Want to find a definite US strategic interest in Afghanistan? Just consider that Pakistan is a nuclear power - practically the definition of strategic - and that through our efforts in Afghanistan what we're really doing is trying to limit the power of radical Islamic elements in both countries.
Indeed. It's been mentioned in the past by both Presidents, and the thing about the Taliban is that they are not the terrorists who attacked the West. Al Qaeda are, and there are links between them, but the Taiban are far more interested in their own areas - Afghanistan and Pakistan.
One way of looking at is is this:
If the Taliban (and by that I mean the more hardcore elements of it) are not being tied down in southern Afghanistan, they have a choice that they can make -
a) consolidate in Afghanistan and try to impose rule over part or all of it
b) spend more effort in Pakistan
Neither of those is particularly palatable. Clearly the latter is a major worry, as a few years ago we saw Taliban/Taliban-like forces drive into central Pakistan and particularly towards the capital and a nuclear installation, as well as serious acts of terror there (particularly the attack on the Sri Lankan cricket team). Since then, things are improved, and I think it's been in part a change within Pakistan, but also the ongoing pressures on them in Afghanistan.
The Taliban is no threat to Pakistan. The Taliban is a big threat to Pakistan. Both these statements are true because there's not just one "Pakistan". There's the "Islamic Republic" of Pakistan, a state built upon intolerance of infidels and which wouldn't be too displeased to turn the clock back a number of centuries, and then there's the modernistic and forward-looking Pakistan, with a diversified and growing economy, a love of cricket, and democratic leanings. Question: by remaining in Afghanistan do we influence Pakistan one way or the other in terms of which Pakistan becomes the predominant one? Do we draw the good Pakistan closer to us? Do we seriously wound the bad?
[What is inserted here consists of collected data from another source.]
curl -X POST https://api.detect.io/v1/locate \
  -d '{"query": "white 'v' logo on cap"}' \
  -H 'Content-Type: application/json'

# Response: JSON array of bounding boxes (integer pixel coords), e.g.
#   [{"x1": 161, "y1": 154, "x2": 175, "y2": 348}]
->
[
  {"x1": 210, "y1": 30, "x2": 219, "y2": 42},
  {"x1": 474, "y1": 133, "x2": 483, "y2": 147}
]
It is a tough question. If the
only thing we do is remain in Afghanistan until the end of 2014, I'm not sure how much we can influence Pakistan itself. But I think that more than one thing can be done at the same time.
I can get a room in a five-star hotel in Paris and spend one hundred dollars per meal for three squares a day, all for less than $300,000 per year. It
costs a cool million a year to keep one soldier in Afghanistan.
Hmm, well, they are not really comparable costs, and I'm sure you can see why. The per-soldier cost is actually arrived at by dividing the total costs of the commitment by the number of troops there, but that's quite crude - a lot of the costs will be for the hardware being used, transport, support costs that contribute to the overall NATO/allied effort, building costs etc etc.
It's also costly to keep troops trained and based in places like Germany or even on home soil.
To be honest, I think we all agree that we want our troops home, indeed to reduce the numbers of all foreign troops in Afghanistan. The question is really a case of 'how quickly'. No-one on here has argued for an open-ended commitment at current levels. Most advocate a pull out. The question is by when in in what way.